Tali-temali tenda kemudian diputuskan oleh tentara itu
dan tendanya dirobek-robek dengan pedang, dengan
meninggalkan Mujja'ah dan Laila yang hanya tercengang
menyaksikan semua itu.
Sungguhpun begitu, sebelum pasukan Muslimin mundur, tidak
sedikit dari Banu Hanifah yang sudah terbunuh. Di antara
yang pertama terbunuh ialah Nahar ar-Rajjal, yang ahli
Qur'an dan ahli fikih, pengkhianat dan penipu itu. Begitu
tampil di barisan depan dalam pasukan Banu Hanifah ia
disambut oleh Zaid bin Khattab dan langsung dibunuhnya.
Dengan terbunuhnya orang ini, biang keladi yang begitu setia
kepada Musailimah, berakhirlah kini riwayatnya dan riwayat
pasukannya yang selama ini mengancam kaum Muslimin dan
menanamkan rasa takut dalam hati setiap orang yang mencintai
agama Allah.
Khalid bin Walid tetap tenang tatkala ia meninggalkan
kemahnya.

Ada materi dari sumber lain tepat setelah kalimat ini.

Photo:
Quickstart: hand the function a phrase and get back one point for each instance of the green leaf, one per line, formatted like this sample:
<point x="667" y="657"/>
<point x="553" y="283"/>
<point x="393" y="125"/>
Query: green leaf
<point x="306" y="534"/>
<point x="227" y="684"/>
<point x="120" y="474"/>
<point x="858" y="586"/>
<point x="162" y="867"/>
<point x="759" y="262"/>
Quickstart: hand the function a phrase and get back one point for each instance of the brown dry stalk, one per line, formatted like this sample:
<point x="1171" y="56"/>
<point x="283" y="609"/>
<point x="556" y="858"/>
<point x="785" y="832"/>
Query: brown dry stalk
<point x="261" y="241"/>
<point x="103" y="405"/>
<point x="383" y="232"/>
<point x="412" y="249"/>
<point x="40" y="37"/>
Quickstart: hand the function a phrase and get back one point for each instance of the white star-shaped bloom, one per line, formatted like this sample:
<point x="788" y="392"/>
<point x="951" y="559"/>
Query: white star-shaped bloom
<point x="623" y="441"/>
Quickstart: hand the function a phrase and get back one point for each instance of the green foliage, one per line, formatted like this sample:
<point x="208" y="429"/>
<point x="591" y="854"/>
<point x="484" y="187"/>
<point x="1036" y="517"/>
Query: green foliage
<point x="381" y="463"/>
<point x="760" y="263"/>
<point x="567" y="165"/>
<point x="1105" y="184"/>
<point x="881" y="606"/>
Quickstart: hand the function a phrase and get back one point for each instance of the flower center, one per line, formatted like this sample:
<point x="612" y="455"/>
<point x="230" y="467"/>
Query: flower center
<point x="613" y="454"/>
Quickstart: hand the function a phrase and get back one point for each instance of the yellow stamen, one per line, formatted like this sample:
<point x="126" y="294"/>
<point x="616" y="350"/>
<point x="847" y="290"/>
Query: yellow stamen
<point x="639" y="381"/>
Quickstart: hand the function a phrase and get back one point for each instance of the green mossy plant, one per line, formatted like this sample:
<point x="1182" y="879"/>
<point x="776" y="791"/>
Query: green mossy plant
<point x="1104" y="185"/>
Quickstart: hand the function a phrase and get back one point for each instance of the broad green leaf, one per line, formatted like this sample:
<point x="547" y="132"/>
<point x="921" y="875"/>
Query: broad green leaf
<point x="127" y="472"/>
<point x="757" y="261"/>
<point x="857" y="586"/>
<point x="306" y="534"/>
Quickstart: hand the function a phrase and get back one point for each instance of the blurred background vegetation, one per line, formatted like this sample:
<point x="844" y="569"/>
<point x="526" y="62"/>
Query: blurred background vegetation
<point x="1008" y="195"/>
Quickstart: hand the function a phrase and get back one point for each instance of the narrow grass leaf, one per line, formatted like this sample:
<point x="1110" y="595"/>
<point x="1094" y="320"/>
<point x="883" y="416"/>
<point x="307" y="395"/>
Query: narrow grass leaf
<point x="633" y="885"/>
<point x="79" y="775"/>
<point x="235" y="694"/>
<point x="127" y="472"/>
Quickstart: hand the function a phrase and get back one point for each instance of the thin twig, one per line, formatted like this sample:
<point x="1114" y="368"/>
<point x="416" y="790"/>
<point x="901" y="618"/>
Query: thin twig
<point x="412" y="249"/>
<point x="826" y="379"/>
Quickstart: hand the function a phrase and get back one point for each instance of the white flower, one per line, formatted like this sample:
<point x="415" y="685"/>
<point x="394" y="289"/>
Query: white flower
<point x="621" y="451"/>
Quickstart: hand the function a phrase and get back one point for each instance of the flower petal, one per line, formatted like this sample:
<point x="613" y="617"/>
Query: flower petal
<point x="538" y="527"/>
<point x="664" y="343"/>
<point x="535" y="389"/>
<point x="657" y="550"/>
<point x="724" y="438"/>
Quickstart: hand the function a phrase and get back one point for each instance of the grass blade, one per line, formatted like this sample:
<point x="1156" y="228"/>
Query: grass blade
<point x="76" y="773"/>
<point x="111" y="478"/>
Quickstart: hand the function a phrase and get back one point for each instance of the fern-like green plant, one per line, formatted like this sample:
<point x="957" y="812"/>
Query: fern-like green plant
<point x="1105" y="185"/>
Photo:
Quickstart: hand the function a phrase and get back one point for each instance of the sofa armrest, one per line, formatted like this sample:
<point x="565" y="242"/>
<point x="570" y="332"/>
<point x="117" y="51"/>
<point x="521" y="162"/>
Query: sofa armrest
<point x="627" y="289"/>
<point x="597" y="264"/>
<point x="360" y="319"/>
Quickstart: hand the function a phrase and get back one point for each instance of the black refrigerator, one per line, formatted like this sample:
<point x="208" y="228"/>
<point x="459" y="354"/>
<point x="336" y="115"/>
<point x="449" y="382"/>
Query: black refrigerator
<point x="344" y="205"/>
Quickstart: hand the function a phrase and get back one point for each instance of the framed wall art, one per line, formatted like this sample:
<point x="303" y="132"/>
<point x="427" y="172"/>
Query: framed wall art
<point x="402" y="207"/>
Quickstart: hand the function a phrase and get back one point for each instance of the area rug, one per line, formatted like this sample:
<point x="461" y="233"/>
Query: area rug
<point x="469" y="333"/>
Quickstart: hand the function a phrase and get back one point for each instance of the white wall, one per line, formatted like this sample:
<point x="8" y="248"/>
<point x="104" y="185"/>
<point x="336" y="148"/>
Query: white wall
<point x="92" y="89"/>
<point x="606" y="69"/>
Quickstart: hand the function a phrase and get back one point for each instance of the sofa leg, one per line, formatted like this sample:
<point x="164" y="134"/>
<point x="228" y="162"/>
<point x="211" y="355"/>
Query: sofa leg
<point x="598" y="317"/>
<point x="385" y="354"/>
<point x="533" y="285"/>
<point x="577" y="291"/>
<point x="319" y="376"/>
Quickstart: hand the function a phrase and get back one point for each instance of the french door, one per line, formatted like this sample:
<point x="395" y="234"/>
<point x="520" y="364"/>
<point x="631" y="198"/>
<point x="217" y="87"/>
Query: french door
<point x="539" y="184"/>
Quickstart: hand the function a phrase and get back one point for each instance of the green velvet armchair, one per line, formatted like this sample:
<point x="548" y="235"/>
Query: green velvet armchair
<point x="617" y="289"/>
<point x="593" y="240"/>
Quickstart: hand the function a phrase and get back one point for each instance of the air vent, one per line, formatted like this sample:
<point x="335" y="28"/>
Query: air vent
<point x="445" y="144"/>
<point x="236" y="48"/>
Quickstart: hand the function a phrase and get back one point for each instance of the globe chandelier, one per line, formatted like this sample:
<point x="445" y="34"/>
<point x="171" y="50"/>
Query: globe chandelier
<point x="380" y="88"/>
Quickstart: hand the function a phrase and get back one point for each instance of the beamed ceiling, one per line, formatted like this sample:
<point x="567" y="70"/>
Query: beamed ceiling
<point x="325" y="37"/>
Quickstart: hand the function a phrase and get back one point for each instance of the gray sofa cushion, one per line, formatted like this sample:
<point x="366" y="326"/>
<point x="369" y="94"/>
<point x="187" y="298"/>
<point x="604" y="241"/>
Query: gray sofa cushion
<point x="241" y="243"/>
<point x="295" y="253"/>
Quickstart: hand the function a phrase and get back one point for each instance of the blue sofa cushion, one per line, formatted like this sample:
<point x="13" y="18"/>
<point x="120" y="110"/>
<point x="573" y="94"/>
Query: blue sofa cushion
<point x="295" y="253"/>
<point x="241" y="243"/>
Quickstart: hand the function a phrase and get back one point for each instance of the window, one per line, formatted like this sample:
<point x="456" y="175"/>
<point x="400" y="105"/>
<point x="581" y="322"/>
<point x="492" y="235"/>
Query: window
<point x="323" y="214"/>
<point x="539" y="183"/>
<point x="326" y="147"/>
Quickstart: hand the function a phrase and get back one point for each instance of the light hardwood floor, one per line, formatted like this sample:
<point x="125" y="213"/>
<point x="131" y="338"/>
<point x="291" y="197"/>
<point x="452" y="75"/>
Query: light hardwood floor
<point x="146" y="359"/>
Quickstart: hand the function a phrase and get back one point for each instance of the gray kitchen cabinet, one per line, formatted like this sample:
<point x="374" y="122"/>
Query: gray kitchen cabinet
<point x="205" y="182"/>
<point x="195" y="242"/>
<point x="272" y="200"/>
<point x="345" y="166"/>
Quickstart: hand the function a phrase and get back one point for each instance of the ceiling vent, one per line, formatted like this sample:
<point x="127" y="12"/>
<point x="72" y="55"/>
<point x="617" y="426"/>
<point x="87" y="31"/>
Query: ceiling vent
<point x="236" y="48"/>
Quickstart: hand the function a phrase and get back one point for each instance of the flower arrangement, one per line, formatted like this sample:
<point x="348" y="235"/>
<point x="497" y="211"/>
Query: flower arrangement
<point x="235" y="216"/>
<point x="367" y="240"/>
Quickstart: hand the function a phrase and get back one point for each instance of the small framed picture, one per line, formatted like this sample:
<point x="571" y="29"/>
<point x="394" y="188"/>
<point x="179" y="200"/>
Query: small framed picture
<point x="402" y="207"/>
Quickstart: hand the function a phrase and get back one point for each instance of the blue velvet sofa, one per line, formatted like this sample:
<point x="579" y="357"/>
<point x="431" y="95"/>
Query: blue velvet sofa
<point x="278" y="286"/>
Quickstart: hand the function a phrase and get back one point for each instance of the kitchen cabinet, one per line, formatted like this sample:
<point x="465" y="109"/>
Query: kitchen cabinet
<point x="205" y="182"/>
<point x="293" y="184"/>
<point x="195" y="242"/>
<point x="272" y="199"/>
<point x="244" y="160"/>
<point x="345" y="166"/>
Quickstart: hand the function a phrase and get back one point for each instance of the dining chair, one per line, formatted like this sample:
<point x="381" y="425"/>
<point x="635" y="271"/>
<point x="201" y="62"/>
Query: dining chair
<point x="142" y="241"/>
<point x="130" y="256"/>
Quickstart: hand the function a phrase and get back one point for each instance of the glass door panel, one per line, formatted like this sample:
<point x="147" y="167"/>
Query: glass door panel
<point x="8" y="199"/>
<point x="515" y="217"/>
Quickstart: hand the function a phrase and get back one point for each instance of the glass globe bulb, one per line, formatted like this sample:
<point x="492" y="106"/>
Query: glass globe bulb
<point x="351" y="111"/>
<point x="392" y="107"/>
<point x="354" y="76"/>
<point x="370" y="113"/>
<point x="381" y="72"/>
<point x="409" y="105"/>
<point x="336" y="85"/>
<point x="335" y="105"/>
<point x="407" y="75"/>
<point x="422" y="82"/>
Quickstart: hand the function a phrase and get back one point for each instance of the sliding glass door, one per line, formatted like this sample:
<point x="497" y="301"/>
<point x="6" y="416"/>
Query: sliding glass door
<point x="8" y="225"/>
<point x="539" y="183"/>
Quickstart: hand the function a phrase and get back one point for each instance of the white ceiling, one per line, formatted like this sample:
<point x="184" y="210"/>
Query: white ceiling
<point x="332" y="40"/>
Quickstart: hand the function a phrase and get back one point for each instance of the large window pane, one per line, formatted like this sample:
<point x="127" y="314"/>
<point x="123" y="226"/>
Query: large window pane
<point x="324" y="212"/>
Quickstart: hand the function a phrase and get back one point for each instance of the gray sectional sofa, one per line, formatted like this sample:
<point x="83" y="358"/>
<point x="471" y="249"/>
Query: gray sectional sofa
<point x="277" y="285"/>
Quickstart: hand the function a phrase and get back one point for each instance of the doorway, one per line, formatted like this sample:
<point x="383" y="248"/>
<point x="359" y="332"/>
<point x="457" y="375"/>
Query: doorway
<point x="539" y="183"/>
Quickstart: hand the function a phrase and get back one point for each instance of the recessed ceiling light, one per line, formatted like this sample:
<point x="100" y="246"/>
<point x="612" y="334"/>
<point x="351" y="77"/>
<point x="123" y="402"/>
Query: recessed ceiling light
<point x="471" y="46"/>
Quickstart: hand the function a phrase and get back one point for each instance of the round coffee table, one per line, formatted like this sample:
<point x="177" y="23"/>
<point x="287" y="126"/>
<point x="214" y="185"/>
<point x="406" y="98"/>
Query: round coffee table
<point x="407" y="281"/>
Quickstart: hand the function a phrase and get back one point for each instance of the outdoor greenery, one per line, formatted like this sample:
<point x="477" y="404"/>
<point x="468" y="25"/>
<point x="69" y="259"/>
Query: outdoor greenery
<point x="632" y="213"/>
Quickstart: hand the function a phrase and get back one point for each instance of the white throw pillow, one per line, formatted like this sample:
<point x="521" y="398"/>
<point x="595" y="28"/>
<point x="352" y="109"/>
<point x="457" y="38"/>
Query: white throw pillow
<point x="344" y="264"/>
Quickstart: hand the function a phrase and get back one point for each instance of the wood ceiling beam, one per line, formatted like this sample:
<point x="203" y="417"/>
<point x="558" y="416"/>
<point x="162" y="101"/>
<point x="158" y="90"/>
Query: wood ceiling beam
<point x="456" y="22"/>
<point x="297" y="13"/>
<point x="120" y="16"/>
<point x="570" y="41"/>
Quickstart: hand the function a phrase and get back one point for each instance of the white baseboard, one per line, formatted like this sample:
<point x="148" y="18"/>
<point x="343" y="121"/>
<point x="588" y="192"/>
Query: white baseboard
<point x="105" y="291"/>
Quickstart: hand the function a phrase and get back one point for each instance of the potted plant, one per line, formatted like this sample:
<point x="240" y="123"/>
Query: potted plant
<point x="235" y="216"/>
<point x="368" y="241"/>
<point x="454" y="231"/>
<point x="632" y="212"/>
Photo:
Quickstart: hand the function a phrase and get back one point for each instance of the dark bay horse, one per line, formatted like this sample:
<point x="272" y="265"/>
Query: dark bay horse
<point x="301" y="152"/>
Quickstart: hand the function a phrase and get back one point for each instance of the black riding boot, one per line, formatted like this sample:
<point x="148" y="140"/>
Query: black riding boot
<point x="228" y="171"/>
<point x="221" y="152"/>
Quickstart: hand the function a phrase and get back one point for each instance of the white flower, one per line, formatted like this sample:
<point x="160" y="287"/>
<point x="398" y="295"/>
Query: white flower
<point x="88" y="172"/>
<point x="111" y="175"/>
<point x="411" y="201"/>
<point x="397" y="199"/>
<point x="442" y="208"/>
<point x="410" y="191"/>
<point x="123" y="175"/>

Sedikit pun ia tak ragu menghadapi tujuannya hari
itu. Dia sudah tahu kekalahan yang menimpa pasukan Muslimin;
yakni karena mereka saling memperolok, saling tak peduli
satu sama lain. Kalau tidak demikian sikap mereka, niscaya
mereka menang. Karenanya, tatkala Khalid melihat ada
peluang, ketika kedua pihak dalam keadaan tenang, ia
berteriak sekeras-kerasnya dengan nada geram dan
bergelora:
"Saudara-saudara kaum Muslimin! Perlihatkanlah kelebihan
kamu, biar orang tahu keberanian dan kepahlawanan kita, biar
orang tahu dari mana kita datang,"
Teriakan itu bersipongang ke dalam telinga
prajurit-prajuritnya, dan membuat tersentak dan mereka
menyadari keadaan yang sebenarnya. Khalid puas setelah
dilihatnya mereka menunjukkan sikap seperti yang
diperintahkannya itu. Kecurigaan dan saling tak peduli sudah
dapat dihilangkan. Sekarang jalan kemenangan sudah
terbuka.
Semangat agama bangkit dalam kalbu
pasukan Muslimin
Teriakan Khalid itu telah membangkitkan fanatisma yang
kuat sesuai dengan naluri Arabnya. Pemuka-pemuka Muslimin
pun melihat apa yang telah menimpa mereka. Dalam hati mereka
sekarang tumbuh semangat agama yang membara. Iman telah
mengangkat mereka ke tingkat kehidupan yang lebih tinggi.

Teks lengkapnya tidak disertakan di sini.